The ICC has been rocked by threats of withdrawal in recent months, with complaints focusing on its alleged bias against Africa.
South Africa announced in October it had lodged its decision to pull out with the United Nations.
“The cabinet decision to deliver the notice of withdrawal – without prior parliamentary approval is unconstitutional and invalid,” said judge Phineas Mojapelo in the North Gauteng High Court.
The president and ministers “are ordered forthwith to revoke the notice of withdrawal,” he added.
The court ruling was a setback for President Jacob Zuma’s administration, which would appeal.
The opposition Democratic Alliance (DA) party, which was one of the groups that brought the court case, welcomed the judgement.

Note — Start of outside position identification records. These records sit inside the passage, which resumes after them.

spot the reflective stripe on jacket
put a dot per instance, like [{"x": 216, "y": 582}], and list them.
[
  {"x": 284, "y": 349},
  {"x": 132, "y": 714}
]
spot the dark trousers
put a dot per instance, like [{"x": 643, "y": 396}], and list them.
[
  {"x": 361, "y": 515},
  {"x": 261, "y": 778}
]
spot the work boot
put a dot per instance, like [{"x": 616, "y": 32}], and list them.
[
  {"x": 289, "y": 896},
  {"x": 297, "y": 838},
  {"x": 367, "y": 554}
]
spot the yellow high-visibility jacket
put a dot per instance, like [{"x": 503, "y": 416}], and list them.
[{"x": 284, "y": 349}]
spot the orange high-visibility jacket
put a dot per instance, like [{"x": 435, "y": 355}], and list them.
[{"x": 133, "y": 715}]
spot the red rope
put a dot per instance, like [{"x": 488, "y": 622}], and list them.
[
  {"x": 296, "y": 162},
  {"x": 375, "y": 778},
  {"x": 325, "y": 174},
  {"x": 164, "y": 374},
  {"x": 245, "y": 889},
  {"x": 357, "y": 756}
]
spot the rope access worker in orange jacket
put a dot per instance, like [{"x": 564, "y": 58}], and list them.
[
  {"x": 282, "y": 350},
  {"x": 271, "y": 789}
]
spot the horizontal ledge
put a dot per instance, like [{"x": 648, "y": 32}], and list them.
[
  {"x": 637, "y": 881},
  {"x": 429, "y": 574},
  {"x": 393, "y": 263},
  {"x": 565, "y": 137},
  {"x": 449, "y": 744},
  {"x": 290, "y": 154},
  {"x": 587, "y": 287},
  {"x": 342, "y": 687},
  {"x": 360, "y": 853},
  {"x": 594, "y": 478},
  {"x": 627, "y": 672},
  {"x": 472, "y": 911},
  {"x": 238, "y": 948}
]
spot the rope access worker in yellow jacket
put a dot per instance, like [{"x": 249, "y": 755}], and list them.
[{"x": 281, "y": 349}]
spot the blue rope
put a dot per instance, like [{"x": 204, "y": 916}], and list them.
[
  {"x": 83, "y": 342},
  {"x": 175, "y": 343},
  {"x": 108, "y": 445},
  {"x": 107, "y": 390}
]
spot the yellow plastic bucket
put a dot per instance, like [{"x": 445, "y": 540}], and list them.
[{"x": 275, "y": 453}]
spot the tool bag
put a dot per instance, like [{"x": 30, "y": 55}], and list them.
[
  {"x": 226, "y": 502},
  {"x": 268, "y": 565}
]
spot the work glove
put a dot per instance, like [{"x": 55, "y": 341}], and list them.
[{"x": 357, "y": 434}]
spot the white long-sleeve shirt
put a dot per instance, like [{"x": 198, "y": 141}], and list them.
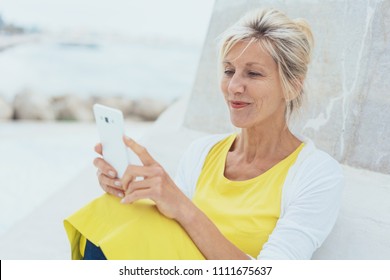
[{"x": 311, "y": 198}]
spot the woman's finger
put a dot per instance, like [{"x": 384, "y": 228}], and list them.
[
  {"x": 104, "y": 167},
  {"x": 137, "y": 195},
  {"x": 109, "y": 185},
  {"x": 143, "y": 184},
  {"x": 139, "y": 150},
  {"x": 134, "y": 171},
  {"x": 107, "y": 181},
  {"x": 99, "y": 149}
]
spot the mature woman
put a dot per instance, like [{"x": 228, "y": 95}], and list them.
[{"x": 262, "y": 193}]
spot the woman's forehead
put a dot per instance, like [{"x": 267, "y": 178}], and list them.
[{"x": 249, "y": 53}]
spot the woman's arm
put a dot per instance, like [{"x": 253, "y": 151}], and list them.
[{"x": 171, "y": 201}]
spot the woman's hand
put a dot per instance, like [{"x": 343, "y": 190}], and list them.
[
  {"x": 107, "y": 175},
  {"x": 156, "y": 184}
]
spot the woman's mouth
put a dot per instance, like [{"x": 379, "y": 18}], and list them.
[{"x": 238, "y": 104}]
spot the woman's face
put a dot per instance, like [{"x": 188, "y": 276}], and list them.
[{"x": 251, "y": 86}]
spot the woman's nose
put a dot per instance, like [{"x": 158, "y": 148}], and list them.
[{"x": 236, "y": 84}]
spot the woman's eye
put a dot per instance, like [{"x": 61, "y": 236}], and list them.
[{"x": 228, "y": 72}]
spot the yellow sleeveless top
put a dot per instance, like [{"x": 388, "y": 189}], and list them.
[{"x": 244, "y": 211}]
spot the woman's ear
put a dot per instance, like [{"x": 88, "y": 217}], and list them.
[{"x": 295, "y": 90}]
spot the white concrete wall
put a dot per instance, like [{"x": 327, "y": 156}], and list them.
[{"x": 348, "y": 99}]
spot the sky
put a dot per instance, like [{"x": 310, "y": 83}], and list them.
[{"x": 185, "y": 19}]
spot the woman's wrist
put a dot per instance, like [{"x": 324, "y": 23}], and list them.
[{"x": 187, "y": 213}]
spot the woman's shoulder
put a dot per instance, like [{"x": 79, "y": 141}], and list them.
[{"x": 315, "y": 164}]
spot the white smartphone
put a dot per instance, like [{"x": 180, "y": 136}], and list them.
[{"x": 110, "y": 126}]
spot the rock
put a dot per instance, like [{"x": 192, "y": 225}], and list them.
[
  {"x": 72, "y": 108},
  {"x": 29, "y": 105},
  {"x": 122, "y": 103},
  {"x": 149, "y": 109},
  {"x": 6, "y": 110}
]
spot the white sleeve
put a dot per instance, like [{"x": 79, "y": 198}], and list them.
[{"x": 310, "y": 214}]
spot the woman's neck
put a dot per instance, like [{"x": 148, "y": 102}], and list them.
[{"x": 261, "y": 142}]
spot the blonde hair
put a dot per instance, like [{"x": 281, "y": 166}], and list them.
[{"x": 289, "y": 42}]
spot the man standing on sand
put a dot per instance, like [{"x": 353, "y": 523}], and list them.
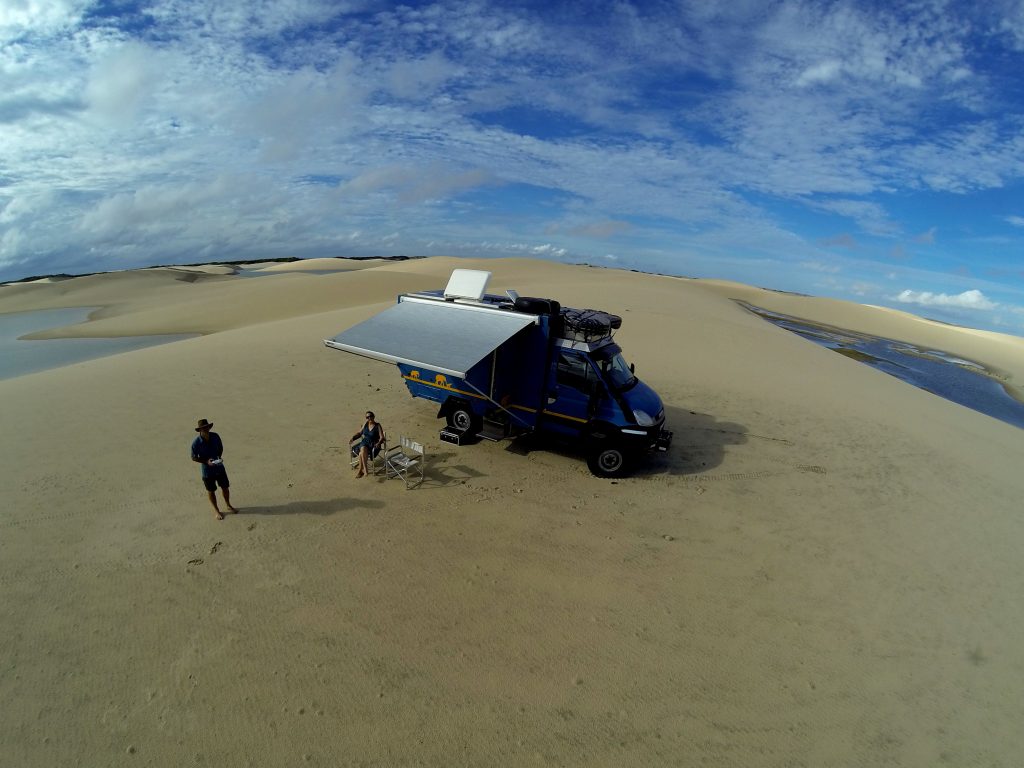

“The withdrawal by the South African government from the ICC was irrational and unconstitutional,” opposition lawmaker James Selfie told reporters.
“We would like South Africa to stay in the ICC because we believe that it is consistent with our constitution and with the legacy of Nelson Mandela.
ICC under threat?
Burundi has also registered to leave, while Kenya is considering the move. It was reported after the recent African Union heads of state meeting that many African countries are working to withdraw from the ICC.
Of the 10 cases being investigated by the court, 9 involve African countries, including all 3 trials. So far, ICC arrest warrants have only ever been issued for Africans.
Thirty three African states have ratified the Rome statute that established the ICC, making Africa the largest continental bloc – the perception that it targets Africans exclusively has left the court vulnerable. As a result, the court is facing what appears to be a coordinated revolt that risks destroying its legitimacy.